Miss Manners: Behavior at lunch was less than charitable
DEAR MISS MANNERS: I volunteer for, and contribute to, a local charity. At an appreciation luncheon for 20 volunteers at a local restaurant, five volunteers sat at each table, along with a representative of the charity.
As soon as the representative for my table sat down, one of the other women announced that the charity shouldn’t spend money buying her lunch and handed the representative $20. The woman next to me, whom I don’t know well, immediately reached into her purse and pulled out $20. She turned expectantly to me.
I told her, truthfully, that I had only $3. She laughed, pulled out a $10, and gave the rep $30. I said thank you.
Of course I’ll pay her back, but was this correct behavior? No one else from our table gave the rep any money, and a friend of mine at another table said no one at her table gave anything. Were we obligated to offer to pay? Should the rep have accepted the money?
GENTLE READER: As it is the business of charities to collect donations, Miss Manners understands why the representative failed to decline the contribution. And as it is virtuous to contribute to charity, she understands that the volunteer felt she was being generous.
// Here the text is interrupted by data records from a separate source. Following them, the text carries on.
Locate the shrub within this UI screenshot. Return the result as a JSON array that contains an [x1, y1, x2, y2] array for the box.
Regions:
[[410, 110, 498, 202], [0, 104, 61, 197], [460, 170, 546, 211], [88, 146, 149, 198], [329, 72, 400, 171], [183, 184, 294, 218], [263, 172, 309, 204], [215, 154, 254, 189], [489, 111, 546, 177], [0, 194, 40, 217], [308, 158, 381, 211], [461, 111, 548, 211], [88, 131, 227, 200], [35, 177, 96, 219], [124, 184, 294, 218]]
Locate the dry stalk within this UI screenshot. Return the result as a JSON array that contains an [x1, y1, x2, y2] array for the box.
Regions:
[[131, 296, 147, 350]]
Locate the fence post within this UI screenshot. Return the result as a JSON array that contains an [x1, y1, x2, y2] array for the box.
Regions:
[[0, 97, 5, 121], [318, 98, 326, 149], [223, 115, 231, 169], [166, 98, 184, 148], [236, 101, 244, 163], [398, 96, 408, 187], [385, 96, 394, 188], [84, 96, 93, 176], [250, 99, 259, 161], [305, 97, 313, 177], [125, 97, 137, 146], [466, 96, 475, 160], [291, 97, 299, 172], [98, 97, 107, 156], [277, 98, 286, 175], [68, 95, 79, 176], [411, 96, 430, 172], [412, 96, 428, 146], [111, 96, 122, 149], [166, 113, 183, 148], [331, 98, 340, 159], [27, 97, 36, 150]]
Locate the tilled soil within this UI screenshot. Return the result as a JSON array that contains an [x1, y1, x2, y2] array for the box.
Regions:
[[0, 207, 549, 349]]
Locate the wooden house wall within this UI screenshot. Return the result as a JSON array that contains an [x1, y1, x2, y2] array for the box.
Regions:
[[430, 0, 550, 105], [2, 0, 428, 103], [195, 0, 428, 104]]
But between them, they managed to undermine the purpose of the occasion and to cause embarrassment to innocent people.
When the appreciation luncheon was proposed, the lady could have spoken out, as a participant in the charity, suggesting that while the gesture was appreciated, perhaps all volunteers would like to pay their own way. Or she could have declined the invitation for herself. Or she could have quietly increased her donation.
What she did instead was to make a show of denying the hosts their generosity and bullying others into doing the same. That is not what Miss Manners would consider a charitable attitude.